My Emotional Support Animal Is Bigger Than Yours!
We’ve all heard the playground chant about whose dad or house or anything of importance is bigger than someone else’s. Lately, I wonder if there isn’t a race in some pet-restricted communities to see how many people can actually get a pet by hook or by crook. Last Friday seemed to be my day to bump into a variety of service and support animals as I visited several different venues in Broward County.
My first encounter was with a very cute little dog wearing a standard Service Animal vest walking along the sidewalk near the entrance to my office building. The dog strained his leash as he eagerly attempted to jump up and greet passersby. Friendly for sure but not typical service animal behavior. When I got up to my office I decided to see how easy it is to order a service animal vest for your dog. It turns out it is pretty darn easy. Dozens of companies came up including Amazon and Ebay. One website did have the following warning on it:
It is fraudulent to represent your dog as a service animal if it is not. Please don’t do it! Although service dog vests are not required by ADA Law, persons with service animals find it easier to outfit their dog in a service dog vest. It instantly shows the place you are entering that your dog is a service dog and has the right to accompany you. Simply put it helps to avoid confrontation. We will not sell any service animal supplies for a pet dog.
Still, there was nothing to stop someone from completely ignoring the foregoing information and proceeding to the order page.
I suppose the statement that a service animal vest helps to “avoid confrontation” is true because most business owners are now so fearful of litigation that they have instructed their employees not to inquire about a dog wearing one even if the animal seems to otherwise not fit the service animal mode.
Later at a business lunch on Las Olas, my colleague and I were seated outside next to a table with three Yorkies accompanied by their human “masters”. One of the dogs sat in his owner’s lap, one on the floor near the table and the third comfortably sat on top of the table throughout the meal. These dogs wore no vests so their presence at the upscale bistro remained a mystery. Perhaps they were there to provide emotional support rather than being trained service animals? Frankly, the weather was beautiful and the dogs were no trouble at all other than the odd sensation the one actually sitting on the table created while looking over at our meal wistfully.
My last encounter came later that evening when my family and I went to the Broward Center to see Green Day’s American Idiot. Midway through the performance we heard a dog barking in the theater. Since there were no canine performers in the show, we realized it was yet another support animal who had found his or her way into the theater. We looked left and right to see where the dog was seated and, to my surprise, I found a man two seats down from us with his bare feet propped up on the brass balcony railing. American Idiot indeed!

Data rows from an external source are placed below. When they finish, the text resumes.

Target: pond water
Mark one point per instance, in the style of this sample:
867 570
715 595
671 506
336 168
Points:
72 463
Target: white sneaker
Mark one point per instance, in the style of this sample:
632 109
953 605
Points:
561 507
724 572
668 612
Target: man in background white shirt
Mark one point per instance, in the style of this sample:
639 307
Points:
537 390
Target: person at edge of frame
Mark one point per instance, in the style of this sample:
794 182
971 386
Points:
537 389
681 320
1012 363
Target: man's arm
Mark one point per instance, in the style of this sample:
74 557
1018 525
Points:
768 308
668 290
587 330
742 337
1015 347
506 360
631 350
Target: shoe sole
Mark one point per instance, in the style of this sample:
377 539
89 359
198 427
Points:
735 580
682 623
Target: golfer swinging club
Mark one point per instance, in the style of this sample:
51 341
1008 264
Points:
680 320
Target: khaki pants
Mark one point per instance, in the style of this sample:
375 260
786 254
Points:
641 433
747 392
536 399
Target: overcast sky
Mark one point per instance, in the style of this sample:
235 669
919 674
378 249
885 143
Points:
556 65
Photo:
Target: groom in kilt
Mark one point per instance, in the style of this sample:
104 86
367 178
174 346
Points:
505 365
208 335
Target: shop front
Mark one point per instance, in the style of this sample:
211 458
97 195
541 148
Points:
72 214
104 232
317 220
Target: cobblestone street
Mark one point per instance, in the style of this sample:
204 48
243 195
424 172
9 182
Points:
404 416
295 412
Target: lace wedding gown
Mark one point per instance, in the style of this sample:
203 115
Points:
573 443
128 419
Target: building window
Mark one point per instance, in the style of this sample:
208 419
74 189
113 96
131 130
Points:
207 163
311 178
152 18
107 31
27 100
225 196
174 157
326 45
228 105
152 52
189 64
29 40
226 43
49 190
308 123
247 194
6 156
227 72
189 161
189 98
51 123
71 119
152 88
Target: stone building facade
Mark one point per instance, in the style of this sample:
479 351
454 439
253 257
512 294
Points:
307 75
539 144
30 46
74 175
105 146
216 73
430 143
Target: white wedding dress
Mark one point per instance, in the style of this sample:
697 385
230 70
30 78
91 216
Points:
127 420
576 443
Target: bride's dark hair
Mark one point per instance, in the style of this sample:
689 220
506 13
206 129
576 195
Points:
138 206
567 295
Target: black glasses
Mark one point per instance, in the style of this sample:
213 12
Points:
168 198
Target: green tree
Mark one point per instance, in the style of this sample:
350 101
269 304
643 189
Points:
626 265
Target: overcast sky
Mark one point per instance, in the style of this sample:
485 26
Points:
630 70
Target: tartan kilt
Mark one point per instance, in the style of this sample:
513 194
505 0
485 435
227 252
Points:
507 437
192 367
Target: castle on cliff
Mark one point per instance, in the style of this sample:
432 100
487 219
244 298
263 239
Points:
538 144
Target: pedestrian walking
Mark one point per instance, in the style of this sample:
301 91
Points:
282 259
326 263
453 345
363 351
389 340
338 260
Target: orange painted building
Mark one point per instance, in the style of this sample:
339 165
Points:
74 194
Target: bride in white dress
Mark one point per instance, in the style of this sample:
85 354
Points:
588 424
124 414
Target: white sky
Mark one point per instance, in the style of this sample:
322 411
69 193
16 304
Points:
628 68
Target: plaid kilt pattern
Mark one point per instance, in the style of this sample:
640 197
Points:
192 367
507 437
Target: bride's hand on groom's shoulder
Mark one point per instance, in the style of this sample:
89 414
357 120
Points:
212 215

For 12 1/2 years, I was the proud and happy owner of a Boxer named Baci; the name means “kisses” in Italian and it was an apt moniker as he was friendly as most Boxers are. While my family and I loved spending time with Baci, we never felt compelled to buy him a Service Animal vest so he could accompany us to places he really shouldn’t be. I chuckle even thinking about how he would have certainly worked to get any such vest off himself. We usually took him to the dog park as opposed to French restaurants and while he was a fit television companion, I cannot imagine enjoying a Broadway show with Baci rolling around next to us.
The choice to pursue or forego a fraudulent service animal or support animal request boils down to an honor system of sorts. At this point, it really should not be surprising that some people are going to act dishonorably in this regard.